Circulating B10 regulatory cells are decreased in severe and critical COVID-19.

The contribution of B cells in COVID-19 pathogenesis, beyond the production of specific antibodies against SARS-CoV-2, is still not well understood. Since one of their most relevant functional roles includes their immune-suppressive mechanisms, we decided to evaluate one of the most recognized human B regulatory subpopulations: the IL-10+ B10 cells, during COVID-19 onset. After stimulation of PBMCs for IL-10 induction, we employed multiparametric flow cytometry to determine B10 frequencies in severe and critical COVID-19 patients and then correlated those with clinical and laboratory parameters. Compared with healthy individuals, we detected a significant reduction in the B10 subset in both patient groups, which correlates with some inflammatory parameters that define the disease severity.
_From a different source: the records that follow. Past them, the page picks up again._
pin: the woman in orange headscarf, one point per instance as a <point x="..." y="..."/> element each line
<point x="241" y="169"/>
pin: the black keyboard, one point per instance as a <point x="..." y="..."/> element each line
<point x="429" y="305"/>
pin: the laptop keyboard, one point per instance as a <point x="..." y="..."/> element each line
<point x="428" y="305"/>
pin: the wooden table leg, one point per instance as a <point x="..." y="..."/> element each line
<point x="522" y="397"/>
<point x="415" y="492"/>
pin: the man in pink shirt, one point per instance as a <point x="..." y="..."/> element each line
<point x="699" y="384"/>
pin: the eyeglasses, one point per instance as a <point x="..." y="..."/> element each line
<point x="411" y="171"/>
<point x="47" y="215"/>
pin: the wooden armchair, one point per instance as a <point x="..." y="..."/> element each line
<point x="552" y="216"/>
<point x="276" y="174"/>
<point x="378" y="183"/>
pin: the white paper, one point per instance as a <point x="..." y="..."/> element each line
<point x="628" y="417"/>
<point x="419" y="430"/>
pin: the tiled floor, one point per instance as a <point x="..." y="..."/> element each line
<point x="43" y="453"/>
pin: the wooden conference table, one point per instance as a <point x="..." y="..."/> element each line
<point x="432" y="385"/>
This evidence suggests an aberrant role of B10 cells in immune responses against SARS-CoV-2 that needs to be further explained. ©2022 Society for Leukocyte Biology.

acute respiratory distress syndrome

Antibody‐secreting cells

B regulatory cells

Coronavirus disease 2019

fraction of inspired oxygen

Fluorescence Minus One

Arterial partial pressure of oxygen

Peripheral blood mononuclear cells

Receiver operating characteristic (curve)

Severe acute respiratory syndrome coronavirus 2

Oxygen saturation

Single‐stranded RNA

Toll‐like receptors

T regulatory cells

INTRODUCTION

The recent emergence of Coronavirus disease 2019 (COVID‐19) pandemic has dramatically accelerated the characterization of diverse antiviral immune‐mediated mechanisms aimed at controlling this emergent illness. COVID‐19 is caused by the Severe Acute Respiratory Syndrome CoronaVirus 2 (SARS‐CoV‐2) and may generate asymptomatic or mild symptomatic infection in most patients. In contrast, other infected people suffer from severe acute respiratory distress syndrome (ARDS) with a poor prognosis.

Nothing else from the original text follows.